Additionally, healthcare is seeing a trend where even large devices are going wireless. Equipment such as X-Ray and MRI machines are connecting to the Wi-Fi network and consistently push several gigabytes of data at a time. It is these new use cases as well as more of the standard traffic that is forcing healthcare organizations to look at ways of advancing their wireless capabilities. Many are turning to Wi-Fi 6E and putting the most critical devices on the new band; equipment such as laptops, phones, and tablets to optimize hybrid work and employee experiences with latency-sensitive applications.
Wi-Fi 6E offers clear channels and spectrum that nearly eliminates co-channel interference while adding more bandwidth and higher throughput to optimize performance. It also frees up spectrum and channels, giving IoT devices better performance in the lower bands.
Patients want access to information. Whether searching up specifics about a diagnosis or medication, confirming important appointment details, or looking to stifle boredom in the waiting room. Healthcare systems have long recognized this need and worked to give patients some level of wireless access, but it has not always been great.
Wireless onboarding is one of the primary challenges patients and visitors are faced with. As a result, many healthcare providers are deploying OpenRoaming for secure, seamless, and automatic Wi-Fi access. However, this brings on new network capacity challenges that come from an increase in devices joining the Wi-Fi network and an increase in data usage.
With the new 6GHz band, Wi-Fi 6E is a huge benefit for those with compatible devices. It solves the congestion issue by supplying a clean spectrum and increased speed to research, share, and stream all they want. And it also alleviates the strain on the 2.4 and 5 GHz bands—spreading devices across three bands makes wireless better for all.
Many healthcare providers have made the switch to smartphones for their ability to offer more than just voice calls. Caregivers use them for video chat, viewing medical images, interacting with medical devices, location tracking, and more. These phones primarily connect to Wi-Fi and as a result, need a clean spectrum to provide the best results. Wi-Fi 6E networks and compatible devices give healthcare staff the power they need to access mission-critical applications as they move about and care for patients.
Wi-Fi-enabled robot greeters in emergency rooms are starting to gain in popularity and use for their ability to help quickly triage patients. A doctor can interview patients and get a general idea of their condition while they wait to be seen. This can be done at a distance; doctors, nurses, and front office workers do not even need to be in the building. It speeds up healthcare, helps prioritize patients, and can save lives.

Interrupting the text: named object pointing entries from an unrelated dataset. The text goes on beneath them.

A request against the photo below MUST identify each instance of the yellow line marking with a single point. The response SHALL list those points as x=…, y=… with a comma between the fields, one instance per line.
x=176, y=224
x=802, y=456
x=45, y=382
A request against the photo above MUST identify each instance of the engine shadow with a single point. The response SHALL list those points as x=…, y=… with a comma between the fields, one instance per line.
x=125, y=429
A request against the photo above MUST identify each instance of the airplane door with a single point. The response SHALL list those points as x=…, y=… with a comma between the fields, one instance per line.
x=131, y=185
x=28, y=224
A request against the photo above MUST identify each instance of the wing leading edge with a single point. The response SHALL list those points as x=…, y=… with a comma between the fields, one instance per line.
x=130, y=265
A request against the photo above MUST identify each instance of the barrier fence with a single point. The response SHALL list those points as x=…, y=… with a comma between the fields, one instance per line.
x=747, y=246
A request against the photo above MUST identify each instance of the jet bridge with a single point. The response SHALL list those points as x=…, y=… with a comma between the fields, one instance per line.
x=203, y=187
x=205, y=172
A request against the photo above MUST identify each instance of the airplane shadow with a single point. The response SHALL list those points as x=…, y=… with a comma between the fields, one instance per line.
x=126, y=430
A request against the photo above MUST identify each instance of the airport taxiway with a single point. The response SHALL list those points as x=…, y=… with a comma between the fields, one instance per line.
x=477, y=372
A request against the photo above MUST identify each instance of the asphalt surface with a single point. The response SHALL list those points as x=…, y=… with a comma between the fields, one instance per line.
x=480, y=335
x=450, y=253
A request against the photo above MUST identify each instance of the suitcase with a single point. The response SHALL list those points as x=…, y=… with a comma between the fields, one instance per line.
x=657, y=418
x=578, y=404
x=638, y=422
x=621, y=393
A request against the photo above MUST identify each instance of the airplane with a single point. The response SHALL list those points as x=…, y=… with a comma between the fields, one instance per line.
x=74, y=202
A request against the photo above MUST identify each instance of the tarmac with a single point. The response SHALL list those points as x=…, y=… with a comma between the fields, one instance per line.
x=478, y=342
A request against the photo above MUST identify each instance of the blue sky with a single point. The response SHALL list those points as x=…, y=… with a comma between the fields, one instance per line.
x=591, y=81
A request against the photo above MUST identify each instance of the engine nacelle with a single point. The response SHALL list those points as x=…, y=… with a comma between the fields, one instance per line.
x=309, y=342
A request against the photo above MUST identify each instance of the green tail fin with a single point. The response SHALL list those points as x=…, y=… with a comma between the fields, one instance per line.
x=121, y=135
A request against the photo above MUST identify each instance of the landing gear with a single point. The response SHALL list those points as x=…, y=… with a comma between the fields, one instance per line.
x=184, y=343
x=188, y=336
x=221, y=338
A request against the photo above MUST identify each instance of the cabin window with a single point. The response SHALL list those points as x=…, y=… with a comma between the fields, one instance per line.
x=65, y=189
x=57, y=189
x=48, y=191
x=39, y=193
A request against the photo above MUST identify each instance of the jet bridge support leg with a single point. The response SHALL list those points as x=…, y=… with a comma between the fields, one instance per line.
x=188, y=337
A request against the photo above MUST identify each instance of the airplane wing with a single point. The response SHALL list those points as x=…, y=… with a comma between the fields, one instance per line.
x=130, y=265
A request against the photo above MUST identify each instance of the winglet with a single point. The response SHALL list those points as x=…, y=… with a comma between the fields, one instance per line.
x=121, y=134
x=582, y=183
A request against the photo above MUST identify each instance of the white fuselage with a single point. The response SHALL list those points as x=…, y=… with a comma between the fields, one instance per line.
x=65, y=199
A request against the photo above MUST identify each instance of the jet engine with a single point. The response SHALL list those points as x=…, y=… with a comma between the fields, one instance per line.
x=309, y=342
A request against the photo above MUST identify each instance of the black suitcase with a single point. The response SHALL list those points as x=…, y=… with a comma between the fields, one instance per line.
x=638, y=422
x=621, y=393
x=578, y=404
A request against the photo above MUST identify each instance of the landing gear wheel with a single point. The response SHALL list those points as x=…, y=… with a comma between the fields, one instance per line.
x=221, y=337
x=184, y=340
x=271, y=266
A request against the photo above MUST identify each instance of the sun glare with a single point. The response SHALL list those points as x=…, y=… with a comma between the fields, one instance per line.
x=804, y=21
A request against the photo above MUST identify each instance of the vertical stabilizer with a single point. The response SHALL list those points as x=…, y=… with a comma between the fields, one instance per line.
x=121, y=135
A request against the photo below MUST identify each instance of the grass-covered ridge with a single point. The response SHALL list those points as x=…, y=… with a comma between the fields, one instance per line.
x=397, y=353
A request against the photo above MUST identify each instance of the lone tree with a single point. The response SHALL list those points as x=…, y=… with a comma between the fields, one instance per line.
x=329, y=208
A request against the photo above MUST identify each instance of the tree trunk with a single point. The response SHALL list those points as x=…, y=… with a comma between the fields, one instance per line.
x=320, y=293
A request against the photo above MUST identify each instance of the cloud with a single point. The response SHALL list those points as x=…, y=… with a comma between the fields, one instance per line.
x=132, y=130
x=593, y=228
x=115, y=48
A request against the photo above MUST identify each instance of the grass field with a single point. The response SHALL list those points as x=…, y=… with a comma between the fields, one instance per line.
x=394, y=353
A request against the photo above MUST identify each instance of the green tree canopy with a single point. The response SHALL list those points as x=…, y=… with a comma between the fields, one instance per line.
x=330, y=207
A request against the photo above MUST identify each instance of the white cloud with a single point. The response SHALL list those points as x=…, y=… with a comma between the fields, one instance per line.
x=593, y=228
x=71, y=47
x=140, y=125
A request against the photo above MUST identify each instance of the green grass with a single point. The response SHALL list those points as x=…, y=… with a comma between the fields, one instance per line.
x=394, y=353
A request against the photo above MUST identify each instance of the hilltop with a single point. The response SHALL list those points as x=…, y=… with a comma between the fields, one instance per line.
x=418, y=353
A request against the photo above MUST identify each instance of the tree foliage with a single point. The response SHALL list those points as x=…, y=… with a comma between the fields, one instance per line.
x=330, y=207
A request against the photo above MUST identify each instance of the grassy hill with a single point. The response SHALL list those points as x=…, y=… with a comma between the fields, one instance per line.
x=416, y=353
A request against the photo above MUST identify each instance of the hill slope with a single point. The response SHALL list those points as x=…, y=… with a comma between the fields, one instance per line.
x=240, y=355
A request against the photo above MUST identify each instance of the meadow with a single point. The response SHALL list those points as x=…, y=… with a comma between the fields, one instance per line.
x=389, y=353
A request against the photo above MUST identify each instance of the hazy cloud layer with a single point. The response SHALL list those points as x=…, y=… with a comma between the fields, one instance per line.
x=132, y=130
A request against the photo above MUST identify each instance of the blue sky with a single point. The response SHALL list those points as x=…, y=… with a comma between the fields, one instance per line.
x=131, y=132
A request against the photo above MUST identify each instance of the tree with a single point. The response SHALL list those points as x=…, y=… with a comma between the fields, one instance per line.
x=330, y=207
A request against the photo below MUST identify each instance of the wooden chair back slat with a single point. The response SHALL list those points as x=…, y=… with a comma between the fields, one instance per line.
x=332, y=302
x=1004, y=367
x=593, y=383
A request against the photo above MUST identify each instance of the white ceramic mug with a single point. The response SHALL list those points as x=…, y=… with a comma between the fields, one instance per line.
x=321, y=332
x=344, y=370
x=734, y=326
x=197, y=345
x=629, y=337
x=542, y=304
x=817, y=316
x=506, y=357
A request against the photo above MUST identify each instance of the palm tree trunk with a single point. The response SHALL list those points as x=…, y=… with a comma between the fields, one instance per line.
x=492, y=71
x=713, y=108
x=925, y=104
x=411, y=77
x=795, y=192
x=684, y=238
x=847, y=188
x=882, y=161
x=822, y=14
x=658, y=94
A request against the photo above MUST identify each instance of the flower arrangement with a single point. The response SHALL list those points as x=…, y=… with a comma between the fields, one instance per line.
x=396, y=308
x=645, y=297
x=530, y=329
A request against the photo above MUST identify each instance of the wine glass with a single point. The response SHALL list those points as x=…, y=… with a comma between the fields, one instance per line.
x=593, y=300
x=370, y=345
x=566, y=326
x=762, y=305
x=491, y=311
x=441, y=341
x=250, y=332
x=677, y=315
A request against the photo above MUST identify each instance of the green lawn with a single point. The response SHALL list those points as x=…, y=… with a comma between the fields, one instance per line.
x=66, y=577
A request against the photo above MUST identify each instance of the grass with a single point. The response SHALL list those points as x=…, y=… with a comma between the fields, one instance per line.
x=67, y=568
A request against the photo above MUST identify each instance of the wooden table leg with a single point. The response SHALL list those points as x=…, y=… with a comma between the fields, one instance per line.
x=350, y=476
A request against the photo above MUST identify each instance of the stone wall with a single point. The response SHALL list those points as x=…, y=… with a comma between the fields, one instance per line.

Additionally, in the not-so-distant future, robots will perform medical procedures with remote surgeons operating them from anywhere in the world. These use cases require deterministic wireless capabilities, reliability, speed, and security, all of which can be done with Wi-Fi 6E.
Continuing down the innovation path
These are some of the use cases that healthcare organizations want to stay in front of. It’s not inclusive of everything but it gives a good picture of some of the challenges they face and how Wi-Fi 6E is helping them achieve their goals.
As we move forward, we’ll continue to see more wireless devices coming onto these networks. Wi-Fi 6E will help alleviate many of the challenges but new ones are just around the corner. The good news is that Cisco is innovating and leading the industry with future wireless capabilities and standards. This includes SLA-based Wi-Fi for near-zero latency, enterprise Multi-link Operation to support roaming, Multi-AP Coordination for SLA assurance, continued innovation with our device ecosystem partners to ensure fast, reliable, and stable connectivity, and more.